New Zealand attack is a new low


The killing of 49 Muslims in Christchurch, New Zealand was a terrorist act of critical importance. One of the terrorists, Australian Brenton Tarrant, broadcast the massacre live on social media after posting an 87-page manifesto online. The words, dates and names he wrote on the murder weapons were part of a broad symbolic universe. Tarrant's manifesto was full of hate against Islam, Muslims, Turkey and President Recep Tayyip Erdoğan. He reportedly prepared a list of assassination targets that included German Chancellor Angela Merkel and Erdoğan. Interestingly enough, it seems that everything in the text was part of an effort to capture public attention for the longest possible time. The manifesto looks more like a page from an intelligence agency's sketchbook than a fanatic's ideological ramblings. We will, therefore, never really know who pulled the murderer's strings. Yet the message is loud and clear: Mosques and Muslims were objects of hate for Tarrant, who was acting out of carefully planned fanaticism rather than a spur-of-the-moment impulse.
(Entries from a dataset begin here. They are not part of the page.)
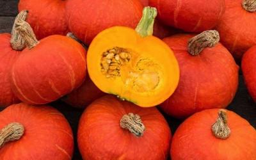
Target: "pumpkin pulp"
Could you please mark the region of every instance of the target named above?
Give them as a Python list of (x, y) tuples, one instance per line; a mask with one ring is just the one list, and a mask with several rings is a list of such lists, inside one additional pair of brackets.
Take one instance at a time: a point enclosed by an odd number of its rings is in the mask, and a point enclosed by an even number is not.
[(152, 36), (156, 16), (155, 8), (146, 7), (136, 30), (113, 27), (93, 40), (88, 72), (102, 91), (141, 107), (156, 106), (174, 92), (179, 66), (170, 48)]

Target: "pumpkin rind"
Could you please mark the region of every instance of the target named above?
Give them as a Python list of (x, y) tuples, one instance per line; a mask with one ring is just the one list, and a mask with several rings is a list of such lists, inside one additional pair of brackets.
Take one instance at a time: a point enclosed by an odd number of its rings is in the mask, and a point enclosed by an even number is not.
[(0, 129), (18, 122), (25, 129), (19, 140), (0, 148), (1, 159), (69, 160), (74, 148), (73, 134), (64, 116), (53, 108), (20, 103), (0, 112)]
[(206, 109), (186, 119), (172, 139), (172, 159), (256, 159), (256, 131), (244, 118), (227, 111), (231, 131), (225, 140), (216, 138), (211, 129), (220, 109)]
[[(120, 126), (121, 118), (129, 113), (140, 116), (145, 127), (143, 136), (136, 137)], [(84, 159), (166, 159), (170, 140), (168, 124), (156, 108), (141, 108), (111, 95), (85, 109), (77, 133)]]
He invoked white supremacist, racist and Christian-radical arguments to target the Islamic world's most prominent leader, Erdoğan, and most prominent city, Istanbul. In this regard, anti-Erdoğanism was part and parcel of Tarrant's Islamophobia. The inclusion of Merkel, who leads Europe's most powerful nation, to the hit list was another curious detail.
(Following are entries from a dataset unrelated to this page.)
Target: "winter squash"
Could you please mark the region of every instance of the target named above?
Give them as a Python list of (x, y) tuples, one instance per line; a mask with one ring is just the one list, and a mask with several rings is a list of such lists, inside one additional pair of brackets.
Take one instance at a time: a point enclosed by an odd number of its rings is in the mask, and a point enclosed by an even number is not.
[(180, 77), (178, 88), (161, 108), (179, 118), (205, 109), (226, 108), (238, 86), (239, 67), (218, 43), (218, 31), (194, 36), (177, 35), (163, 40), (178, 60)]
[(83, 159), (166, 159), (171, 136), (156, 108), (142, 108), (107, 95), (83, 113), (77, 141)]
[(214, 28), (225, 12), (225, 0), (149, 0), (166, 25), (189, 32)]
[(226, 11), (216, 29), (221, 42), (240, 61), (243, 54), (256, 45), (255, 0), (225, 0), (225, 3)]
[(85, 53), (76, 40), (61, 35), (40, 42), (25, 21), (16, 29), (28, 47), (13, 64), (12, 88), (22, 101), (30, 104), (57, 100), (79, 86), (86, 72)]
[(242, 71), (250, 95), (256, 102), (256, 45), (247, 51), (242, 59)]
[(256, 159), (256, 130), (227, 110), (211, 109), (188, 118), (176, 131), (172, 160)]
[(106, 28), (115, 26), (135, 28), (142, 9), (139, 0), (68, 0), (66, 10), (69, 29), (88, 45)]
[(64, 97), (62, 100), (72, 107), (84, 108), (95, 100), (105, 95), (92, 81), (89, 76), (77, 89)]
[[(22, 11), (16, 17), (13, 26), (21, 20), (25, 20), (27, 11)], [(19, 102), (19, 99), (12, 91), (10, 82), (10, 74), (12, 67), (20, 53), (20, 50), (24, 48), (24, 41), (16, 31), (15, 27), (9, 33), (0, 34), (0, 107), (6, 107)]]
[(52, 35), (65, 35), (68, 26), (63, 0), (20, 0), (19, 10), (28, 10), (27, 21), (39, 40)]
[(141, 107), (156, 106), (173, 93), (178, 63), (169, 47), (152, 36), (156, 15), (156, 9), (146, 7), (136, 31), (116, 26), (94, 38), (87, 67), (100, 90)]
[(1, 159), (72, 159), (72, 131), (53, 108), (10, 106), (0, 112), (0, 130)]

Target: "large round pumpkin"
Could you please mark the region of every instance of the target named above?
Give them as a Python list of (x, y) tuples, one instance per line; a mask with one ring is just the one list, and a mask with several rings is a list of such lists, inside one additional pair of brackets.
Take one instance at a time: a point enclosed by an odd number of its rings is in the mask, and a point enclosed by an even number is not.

Anti-Muslim hatred has been on the rise for years. Far-right extremism and xenophobia fuel anti-Muslim hatred in Europe, where terror attacks by Daesh and al-Qaida are used as an excuse to legitimize those views.
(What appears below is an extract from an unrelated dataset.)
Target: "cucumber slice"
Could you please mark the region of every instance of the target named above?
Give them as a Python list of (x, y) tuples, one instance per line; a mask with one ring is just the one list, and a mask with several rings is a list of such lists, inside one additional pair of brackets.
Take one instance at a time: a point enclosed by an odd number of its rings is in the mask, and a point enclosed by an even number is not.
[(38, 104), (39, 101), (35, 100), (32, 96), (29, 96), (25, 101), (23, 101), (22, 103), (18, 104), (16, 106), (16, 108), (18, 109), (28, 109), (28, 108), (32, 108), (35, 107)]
By contrast, attacks against Muslims and their places of worship are downplayed as individual deviance. Yet the Christchurch massacre says something else about anti-Islamic and anti-Muslim sentiment. That the killing spree took place in New Zealand, a refugee-friendly country, was itself a message. The danger is not limited to Europe or the United States either. It encompasses the entire Western world, including Australia, New Zealand and Canada. To be clear, the same trend manifests itself in certain parts of the non-western world such as India, where a new type of Islamophobia rises on the shoulders of Hindu nationalism.

To make matters worse, the Christchurch massacre did not just prove that Muslims in the Western world were faced with a deadly threat. It is crucial to identify an ever-visible trend: The wind of extremist radicalism blows through the Western world. It manifests itself at the individual level, yet it comes with an ideological framework and a set of symbols. That Tarrant broadcast the massacre live on social media, for example, was an act of propaganda.

The mention of the dates and "heroes" of Europe's wars against Muslims was noteworthy. Same goes for the names of the terrorists who killed refugees and Muslims in the past. Hence my argument is that this is no ordinary act of Islamophobia but a whole new stage.

Tarrant's language points to the spread of radicalism based on white supremacist ideology in the West. That his words included a mix of secular and religious references must not distract us. This act of terror was organized and part of an ideological approach. It is firmly based on racist ideas and nods to the implicitly discriminatory tone of the claims to a great civilization.

Let us wake up to the fact that the Christchurch massacre was the next level of anti-Muslim hatred. It embodied a new kind of radicalization that will possibly target Muslims across the Western world and drag the West into a serious crisis. The experts who have been talking about "Islamic terrorism" must start working on radical white-Western terrorism now.